Amazon FinTech builds AI system on AWS to automate regulatory inquiries
Claude Sonnet 4.5 on Bedrock powers multi-turn RAG conversations for compliance.
Amazon's FinTech team faced escalating challenges in processing regulatory inquiries across jurisdictions—knowledge fragmentation across thousands of documents in PDF, PPT, Word, and CSV formats; the need for multi-turn conversational context; and comprehensive observability to detect hallucinations or outdated guidelines. To address these, they built an intelligent regulatory response automation system on AWS. The solution uses Amazon Bedrock Knowledge Bases for RAG, with OpenSearch Serverless for vector storage, enabling precise retrieval from historical precedents. Real-time chat leverages Claude Sonnet 4.5 via the Converse Stream API, while DynamoDB manages conversation history for context-aware interactions.

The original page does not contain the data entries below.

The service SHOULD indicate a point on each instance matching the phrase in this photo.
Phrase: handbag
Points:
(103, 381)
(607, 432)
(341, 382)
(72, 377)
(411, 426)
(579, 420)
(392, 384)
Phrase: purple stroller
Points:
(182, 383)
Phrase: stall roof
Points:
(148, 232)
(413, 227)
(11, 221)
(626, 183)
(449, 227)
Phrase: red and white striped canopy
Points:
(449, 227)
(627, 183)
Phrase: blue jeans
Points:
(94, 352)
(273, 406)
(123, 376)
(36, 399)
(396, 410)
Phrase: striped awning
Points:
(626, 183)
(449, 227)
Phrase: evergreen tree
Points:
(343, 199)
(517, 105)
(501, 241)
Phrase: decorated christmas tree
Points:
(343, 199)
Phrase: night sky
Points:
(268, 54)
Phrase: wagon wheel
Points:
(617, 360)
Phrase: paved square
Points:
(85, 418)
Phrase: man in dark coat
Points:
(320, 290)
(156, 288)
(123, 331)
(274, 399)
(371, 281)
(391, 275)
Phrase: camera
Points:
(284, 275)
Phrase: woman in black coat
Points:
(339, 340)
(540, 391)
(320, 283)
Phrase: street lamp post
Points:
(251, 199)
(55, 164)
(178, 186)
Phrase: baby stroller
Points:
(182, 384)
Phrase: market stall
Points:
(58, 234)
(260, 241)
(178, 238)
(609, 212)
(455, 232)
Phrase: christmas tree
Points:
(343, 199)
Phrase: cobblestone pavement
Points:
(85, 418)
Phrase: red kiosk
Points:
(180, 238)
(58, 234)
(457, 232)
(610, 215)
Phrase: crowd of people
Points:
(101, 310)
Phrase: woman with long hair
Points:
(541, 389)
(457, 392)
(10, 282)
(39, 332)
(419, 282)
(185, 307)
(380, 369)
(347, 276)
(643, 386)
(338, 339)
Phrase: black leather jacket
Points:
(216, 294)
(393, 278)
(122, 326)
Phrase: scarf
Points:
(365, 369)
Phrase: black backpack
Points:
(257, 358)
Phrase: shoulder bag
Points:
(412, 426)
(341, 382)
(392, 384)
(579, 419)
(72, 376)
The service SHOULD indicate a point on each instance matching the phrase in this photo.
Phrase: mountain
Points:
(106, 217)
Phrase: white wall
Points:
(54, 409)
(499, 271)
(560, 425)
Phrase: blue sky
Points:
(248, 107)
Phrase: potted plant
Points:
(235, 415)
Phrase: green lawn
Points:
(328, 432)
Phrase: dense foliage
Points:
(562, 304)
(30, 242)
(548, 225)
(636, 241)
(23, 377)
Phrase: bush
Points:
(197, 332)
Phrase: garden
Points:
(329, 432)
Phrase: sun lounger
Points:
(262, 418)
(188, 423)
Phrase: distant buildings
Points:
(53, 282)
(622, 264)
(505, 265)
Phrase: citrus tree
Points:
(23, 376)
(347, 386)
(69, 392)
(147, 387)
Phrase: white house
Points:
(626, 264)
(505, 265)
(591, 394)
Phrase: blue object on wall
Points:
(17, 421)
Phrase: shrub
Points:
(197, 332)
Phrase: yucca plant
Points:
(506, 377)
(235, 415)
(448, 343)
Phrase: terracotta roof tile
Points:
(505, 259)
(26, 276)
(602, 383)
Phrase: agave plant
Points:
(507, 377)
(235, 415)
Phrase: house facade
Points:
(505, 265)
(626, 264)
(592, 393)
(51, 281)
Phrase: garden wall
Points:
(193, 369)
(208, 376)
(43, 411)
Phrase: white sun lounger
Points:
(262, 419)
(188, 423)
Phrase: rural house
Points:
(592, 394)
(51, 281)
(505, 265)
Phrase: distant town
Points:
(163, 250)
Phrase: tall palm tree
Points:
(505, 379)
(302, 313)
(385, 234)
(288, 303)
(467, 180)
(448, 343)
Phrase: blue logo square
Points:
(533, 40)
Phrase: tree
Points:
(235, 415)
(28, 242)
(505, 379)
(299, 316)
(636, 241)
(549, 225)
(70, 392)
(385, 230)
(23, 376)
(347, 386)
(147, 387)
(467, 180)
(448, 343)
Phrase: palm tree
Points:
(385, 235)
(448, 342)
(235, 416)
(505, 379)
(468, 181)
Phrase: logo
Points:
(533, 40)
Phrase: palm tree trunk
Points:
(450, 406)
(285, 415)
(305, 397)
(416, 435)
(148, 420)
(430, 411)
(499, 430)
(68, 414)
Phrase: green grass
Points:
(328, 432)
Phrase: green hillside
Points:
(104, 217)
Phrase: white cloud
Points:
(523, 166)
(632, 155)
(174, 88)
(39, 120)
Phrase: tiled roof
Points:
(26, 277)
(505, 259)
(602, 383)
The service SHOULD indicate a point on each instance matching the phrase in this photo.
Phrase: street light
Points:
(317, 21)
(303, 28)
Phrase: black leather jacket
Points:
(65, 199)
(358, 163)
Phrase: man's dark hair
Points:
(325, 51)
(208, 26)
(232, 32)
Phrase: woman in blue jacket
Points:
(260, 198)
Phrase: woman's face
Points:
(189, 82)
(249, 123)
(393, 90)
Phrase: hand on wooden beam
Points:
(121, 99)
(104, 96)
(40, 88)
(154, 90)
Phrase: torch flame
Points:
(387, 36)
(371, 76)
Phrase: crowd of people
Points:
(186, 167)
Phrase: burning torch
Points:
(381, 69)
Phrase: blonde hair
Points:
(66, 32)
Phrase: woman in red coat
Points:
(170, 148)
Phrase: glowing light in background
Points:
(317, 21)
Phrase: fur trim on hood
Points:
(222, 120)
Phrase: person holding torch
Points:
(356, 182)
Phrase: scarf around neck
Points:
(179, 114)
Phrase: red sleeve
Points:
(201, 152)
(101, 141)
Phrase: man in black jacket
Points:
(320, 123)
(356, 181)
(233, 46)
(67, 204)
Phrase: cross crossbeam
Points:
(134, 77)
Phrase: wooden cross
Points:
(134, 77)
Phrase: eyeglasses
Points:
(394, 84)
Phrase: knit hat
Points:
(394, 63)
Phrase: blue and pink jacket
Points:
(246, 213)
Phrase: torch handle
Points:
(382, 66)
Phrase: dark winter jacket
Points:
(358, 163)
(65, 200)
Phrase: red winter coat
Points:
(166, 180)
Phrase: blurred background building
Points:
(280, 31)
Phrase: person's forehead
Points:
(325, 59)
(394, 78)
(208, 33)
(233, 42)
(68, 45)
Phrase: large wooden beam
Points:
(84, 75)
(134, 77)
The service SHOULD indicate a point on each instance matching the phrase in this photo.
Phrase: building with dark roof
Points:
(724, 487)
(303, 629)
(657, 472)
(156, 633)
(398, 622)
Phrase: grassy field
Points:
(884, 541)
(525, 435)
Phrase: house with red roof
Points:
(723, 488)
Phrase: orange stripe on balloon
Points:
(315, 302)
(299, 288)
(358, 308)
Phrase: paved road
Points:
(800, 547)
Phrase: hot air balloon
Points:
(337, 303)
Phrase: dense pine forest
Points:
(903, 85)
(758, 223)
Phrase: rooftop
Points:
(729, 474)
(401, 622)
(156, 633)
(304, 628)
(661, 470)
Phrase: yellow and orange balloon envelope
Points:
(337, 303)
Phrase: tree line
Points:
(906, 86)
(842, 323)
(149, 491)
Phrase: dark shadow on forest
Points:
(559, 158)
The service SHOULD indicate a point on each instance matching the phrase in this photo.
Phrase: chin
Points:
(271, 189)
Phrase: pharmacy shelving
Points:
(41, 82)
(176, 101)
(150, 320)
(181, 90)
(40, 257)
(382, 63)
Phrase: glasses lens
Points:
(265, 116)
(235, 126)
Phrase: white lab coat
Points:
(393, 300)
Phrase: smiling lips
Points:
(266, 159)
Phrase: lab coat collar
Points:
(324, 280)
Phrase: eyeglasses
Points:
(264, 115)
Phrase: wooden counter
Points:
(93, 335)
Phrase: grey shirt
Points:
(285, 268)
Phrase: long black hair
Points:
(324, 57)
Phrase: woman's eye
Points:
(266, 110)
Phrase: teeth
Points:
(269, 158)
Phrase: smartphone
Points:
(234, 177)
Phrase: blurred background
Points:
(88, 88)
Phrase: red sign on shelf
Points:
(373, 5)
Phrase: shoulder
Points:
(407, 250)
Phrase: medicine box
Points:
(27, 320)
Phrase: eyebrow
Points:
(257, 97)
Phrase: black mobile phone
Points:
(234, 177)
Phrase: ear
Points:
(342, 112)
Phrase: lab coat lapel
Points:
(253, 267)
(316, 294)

Observability is a critical component, implemented through OpenTelemetry and self-hosted Langfuse to monitor retrieval accuracy, model decisions, and user interactions. The system avoids caching LLM responses due to the highly contextual nature of inquiries. An automated ingestion pipeline processes uploaded documents by generating pre-signed URLs through API Gateway and embedding data into the knowledge base. This approach allows each team to maintain its own dedicated knowledge base, scaling efficiently as inquiry volume grows. The result is a scalable, compliant AI application that reduces manual compilation time while maintaining rigorous standards for regulatory responses.
- Uses Amazon Bedrock Knowledge Bases with OpenSearch Serverless for vector search across thousands of documents in varied formats.
- Employs Claude Sonnet 4.5 via Converse Stream API for real-time, multi-turn conversational responses.
- Provides comprehensive observability using OpenTelemetry and self-hosted Langfuse to monitor for hallucinations and accuracy drift.
Why It Matters
Automates complex regulatory compliance workflows, reducing manual effort while improving response accuracy and auditability.